# K-Means Clustering


In [None]:
import numpy as np
import pandas as pd
from sklearn.cluster import KMeans
from sklearn.decomposition import PCA
from matplotlib import pyplot as plt
from collections import Counter
import seaborn as sns
import os
%matplotlib inline

In [None]:
from google.colab import files
uploaded = files.upload()

In [None]:
import io
df = pd.read_csv(io.BytesIO(uploaded['OnlineNewsPredition_Reduced.csv']))

In [None]:
list(df.columns)

In [None]:
# Generate new data frame removing the sepcified variables

df_num = df.drop(["shares"],axis = 1)
list(df_num.columns)

In [None]:
sse = []
k_rng = range(1,10)
for k in k_rng:
    km = KMeans(n_clusters=k)
    km.fit(df_num)
    sse.append(km.inertia_)

In [None]:
plt.xlabel('K')
plt.ylabel('Sum of squared error')
plt.plot(k_rng,sse)# Create a new dataframe to add the new cluster variable
df_num1 = df_num

In [None]:
# create a KMeans object with k=4
km = KMeans(n_clusters=4)

# fit the KMeans object to the dataset assigning to y_predicted
y_predicted = km.fit_predict(df_num)
y_predicted

In [None]:
# Create a new dataframe to add the new cluster variable
df_num_cluster = df_num

In [None]:
# Add the cluster value in new variable 'cluster' in the main dataset 'df1'

df_num_cluster['cluster']=y_predicted
df_num_cluster.head()

In [None]:
#gives predicted class labels (cluster) for each data point
km.labels_

### Check the total count of observation belongs to specific cluster


In [None]:
Counter(km.labels_)

# Analysing the underlying features in clusters

In [None]:
# Fit the KMeans object to the dataset (assuming df_num is your dataset)
k = 4
km = KMeans(n_clusters=k, n_init=10) # we put n_init=10 to not change the centroids 
km.fit(df_num) 

In [None]:
# Extract the centroids
centroids = km.cluster_centers_

# Create a DataFrame with the centroids
centroids_df = pd.DataFrame(centroids, columns=df_num.columns)


In [None]:
print("Centroids:")
print(centroids_df)

In [None]:
# Perform PCA to reduce dimensionality for visualization
pca = PCA(n_components=2)
reduced_data = pca.fit_transform(df_num)

## Visualizing clusters

In [None]:
# Create a DataFrame for reduced data and cluster labels
results = pd.DataFrame(reduced_data, columns=['pca1', 'pca2'])
results['cluster'] = km.labels_


In [None]:
# Set the style and color palette
sns.set(style="whitegrid")
color_palette = sns.color_palette("husl", k)

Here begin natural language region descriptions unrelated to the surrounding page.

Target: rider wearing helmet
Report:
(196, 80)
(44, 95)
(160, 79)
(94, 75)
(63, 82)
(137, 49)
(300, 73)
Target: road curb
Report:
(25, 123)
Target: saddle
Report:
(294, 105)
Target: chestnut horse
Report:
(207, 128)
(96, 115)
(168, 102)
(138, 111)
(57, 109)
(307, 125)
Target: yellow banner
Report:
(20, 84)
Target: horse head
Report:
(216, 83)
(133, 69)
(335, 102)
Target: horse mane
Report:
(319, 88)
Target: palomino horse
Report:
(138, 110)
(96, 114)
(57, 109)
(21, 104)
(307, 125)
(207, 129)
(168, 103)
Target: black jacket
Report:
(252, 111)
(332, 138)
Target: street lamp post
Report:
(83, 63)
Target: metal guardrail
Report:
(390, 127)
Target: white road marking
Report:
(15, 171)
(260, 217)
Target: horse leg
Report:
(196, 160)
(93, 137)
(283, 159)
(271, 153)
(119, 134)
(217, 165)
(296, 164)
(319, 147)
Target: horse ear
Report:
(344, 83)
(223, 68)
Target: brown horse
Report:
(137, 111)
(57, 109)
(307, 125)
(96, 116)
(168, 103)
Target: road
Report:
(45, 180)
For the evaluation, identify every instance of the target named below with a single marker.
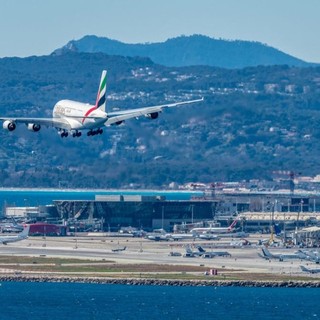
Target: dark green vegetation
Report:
(188, 51)
(253, 120)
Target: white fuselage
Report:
(79, 115)
(211, 230)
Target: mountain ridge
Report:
(189, 51)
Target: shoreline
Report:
(162, 282)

# Create a scatter plot with improved colors
plt.figure(figsize=(10, 6))

for i in range(k):
    plt.scatter(
        results[results['cluster'] == i]['pca1'],
        results[results['cluster'] == i]['pca2'],
        label=f'Cluster {i+1}',
        c=[color_palette[i]],
        alpha=0.6,
        edgecolors='black',
        linewidth=1
    )

# Add centroids to the scatter plot
reduced_centroids = pca.transform(centroids)
for i in range(k):
    plt.scatter(reduced_centroids[i, 0], reduced_centroids[i, 1], marker='*', s=200, c=[color_palette[i]], label=f'Centroid {i+1}')

plt.xlabel('PCA 1')
plt.ylabel('PCA 2')
plt.title('K-Means Clustering Visualization with PCA')
plt.legend()
plt.show()